While most Te Araroa walkers might plan to walk a certain distance each day, Watson’s entire journey was centred around shooting times and optimising the ‘golden hour’ – that hour after sunrise and before sunset where the light is softer and produces less contrast. That meant he woke before dawn every day and often pitched his tent on random summits and in the bush away from the regular campsites so he could be sure to photograph a scene at the right time. This meant 3am starts weren’t uncommon, nor was knocking off for the day after 9pm.

“There were days when it felt too much like work and some days I felt a weight had been lifted from my shoulders when I had taken a good shot,” he says. “I was always in constant awareness mode, thinking about how I could best convey what that section of trail was like.”

The effort has been worth it. Watson’s ability to capture unique angles, fresh perspectives and enticing scenes mark him as one of New Zealand’s best outdoor photographers. There’s little in the way of ‘artistry’ in his book, rather a keen photographer’s eye and an understanding of what makes a good shot and will appeal to viewers. The result is a large-format book that would inspire the most laid back couch potato to lace up a pair of boots and go tramping.

Watson, whose images have often graced the cover of Wilderness, decided early into his project that readers would experience Te Araroa as he did.
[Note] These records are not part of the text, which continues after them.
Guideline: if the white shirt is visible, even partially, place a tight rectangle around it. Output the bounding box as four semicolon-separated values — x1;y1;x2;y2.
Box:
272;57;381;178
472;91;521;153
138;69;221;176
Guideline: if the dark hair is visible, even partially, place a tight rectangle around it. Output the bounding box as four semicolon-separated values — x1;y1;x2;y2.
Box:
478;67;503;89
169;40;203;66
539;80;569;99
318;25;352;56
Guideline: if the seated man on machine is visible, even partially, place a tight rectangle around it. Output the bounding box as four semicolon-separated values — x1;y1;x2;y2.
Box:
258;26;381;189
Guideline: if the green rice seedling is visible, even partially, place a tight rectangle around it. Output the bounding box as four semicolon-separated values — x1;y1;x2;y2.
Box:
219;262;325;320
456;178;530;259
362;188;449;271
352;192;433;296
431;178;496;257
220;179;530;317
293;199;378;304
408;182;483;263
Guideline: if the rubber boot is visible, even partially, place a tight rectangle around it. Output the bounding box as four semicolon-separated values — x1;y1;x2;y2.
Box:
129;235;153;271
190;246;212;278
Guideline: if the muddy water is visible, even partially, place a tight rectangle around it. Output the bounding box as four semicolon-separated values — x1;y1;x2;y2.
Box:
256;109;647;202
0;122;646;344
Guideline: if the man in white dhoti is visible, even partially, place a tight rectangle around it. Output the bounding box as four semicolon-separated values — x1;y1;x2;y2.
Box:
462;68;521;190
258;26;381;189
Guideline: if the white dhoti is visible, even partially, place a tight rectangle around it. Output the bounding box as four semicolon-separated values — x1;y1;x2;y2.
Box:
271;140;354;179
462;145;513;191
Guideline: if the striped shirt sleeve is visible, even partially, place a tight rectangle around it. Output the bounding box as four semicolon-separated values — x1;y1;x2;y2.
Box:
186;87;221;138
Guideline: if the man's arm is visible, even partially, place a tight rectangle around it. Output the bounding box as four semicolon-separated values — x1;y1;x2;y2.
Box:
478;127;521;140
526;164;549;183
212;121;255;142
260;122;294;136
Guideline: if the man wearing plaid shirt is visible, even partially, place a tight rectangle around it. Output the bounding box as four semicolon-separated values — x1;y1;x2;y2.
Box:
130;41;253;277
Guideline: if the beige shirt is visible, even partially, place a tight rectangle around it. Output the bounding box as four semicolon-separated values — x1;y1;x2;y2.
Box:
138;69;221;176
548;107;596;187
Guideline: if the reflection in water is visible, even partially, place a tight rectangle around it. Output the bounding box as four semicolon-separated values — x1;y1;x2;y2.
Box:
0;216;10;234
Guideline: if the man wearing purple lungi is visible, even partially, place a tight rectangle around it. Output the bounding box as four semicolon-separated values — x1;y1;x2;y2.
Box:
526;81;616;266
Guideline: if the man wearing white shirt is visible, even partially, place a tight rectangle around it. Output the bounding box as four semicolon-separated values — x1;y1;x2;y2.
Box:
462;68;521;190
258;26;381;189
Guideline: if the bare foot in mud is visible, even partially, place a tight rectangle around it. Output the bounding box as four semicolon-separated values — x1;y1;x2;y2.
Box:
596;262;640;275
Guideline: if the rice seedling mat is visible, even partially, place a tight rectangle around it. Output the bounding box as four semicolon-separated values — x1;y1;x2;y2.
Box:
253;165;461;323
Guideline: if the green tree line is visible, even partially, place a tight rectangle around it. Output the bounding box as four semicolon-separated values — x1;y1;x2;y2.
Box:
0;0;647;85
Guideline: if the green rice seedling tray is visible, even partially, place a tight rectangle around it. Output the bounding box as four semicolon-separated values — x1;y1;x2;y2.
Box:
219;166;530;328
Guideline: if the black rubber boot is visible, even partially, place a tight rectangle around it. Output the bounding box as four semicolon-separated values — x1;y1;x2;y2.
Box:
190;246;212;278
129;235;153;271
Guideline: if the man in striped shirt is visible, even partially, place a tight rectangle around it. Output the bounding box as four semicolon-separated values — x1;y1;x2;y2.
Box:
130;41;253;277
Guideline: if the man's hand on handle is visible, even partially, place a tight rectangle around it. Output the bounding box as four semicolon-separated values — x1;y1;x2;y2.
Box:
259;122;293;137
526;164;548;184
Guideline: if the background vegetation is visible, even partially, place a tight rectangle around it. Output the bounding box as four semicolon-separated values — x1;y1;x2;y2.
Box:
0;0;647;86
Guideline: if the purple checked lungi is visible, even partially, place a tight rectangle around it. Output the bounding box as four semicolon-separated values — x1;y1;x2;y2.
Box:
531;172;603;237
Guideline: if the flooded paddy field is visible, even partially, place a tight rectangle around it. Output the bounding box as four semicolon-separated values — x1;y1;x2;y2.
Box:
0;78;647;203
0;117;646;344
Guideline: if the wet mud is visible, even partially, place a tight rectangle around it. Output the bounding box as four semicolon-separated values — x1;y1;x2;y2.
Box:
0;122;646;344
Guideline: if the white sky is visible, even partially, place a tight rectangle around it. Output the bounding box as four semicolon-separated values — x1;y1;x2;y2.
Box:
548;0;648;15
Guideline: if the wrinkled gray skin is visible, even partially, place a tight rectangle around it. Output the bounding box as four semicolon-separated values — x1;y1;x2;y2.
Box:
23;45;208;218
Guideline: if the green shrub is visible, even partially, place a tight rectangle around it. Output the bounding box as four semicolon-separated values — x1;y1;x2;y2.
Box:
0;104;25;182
He resisted the urge to use “crazy focal lengths and funny perspectives”.

“I wanted it to be quite honest and straight up imagery,” he says. He made the best of the conditions he experienced, rather than return another day to get the perfect shot.  “It had to be a visual narrative of what was happening while I was walking,” he explains. “I photographed the conditions I got so it was more about the subject and telling the story of the landscape and the trail, the things you see and interact with.”

Like many who walk long-distance trails, Watson found his six month tramp a transformative event. “It was a very affirming experience, both physically and mentally, to maintain that focus and the discipline around making a photography project for the entire length of the trail,” he says. “The fact my pack was quite a bit heavier than your average Te Araroa walker, made it hard work. I couldn’t just absolutely fang it and knock out 50km in a day. But having it harder was a good thing.”

Now his book is finished and the frantic photo selection over, Watson has had time to reflect on his 3000km tramp. He’s keen to go back and walk the trail again.

“I’d like to do it again like a normal person,” he says. “Without it being work. Without that daily pressure. To relax in the evenings and to do it with a really light pack.”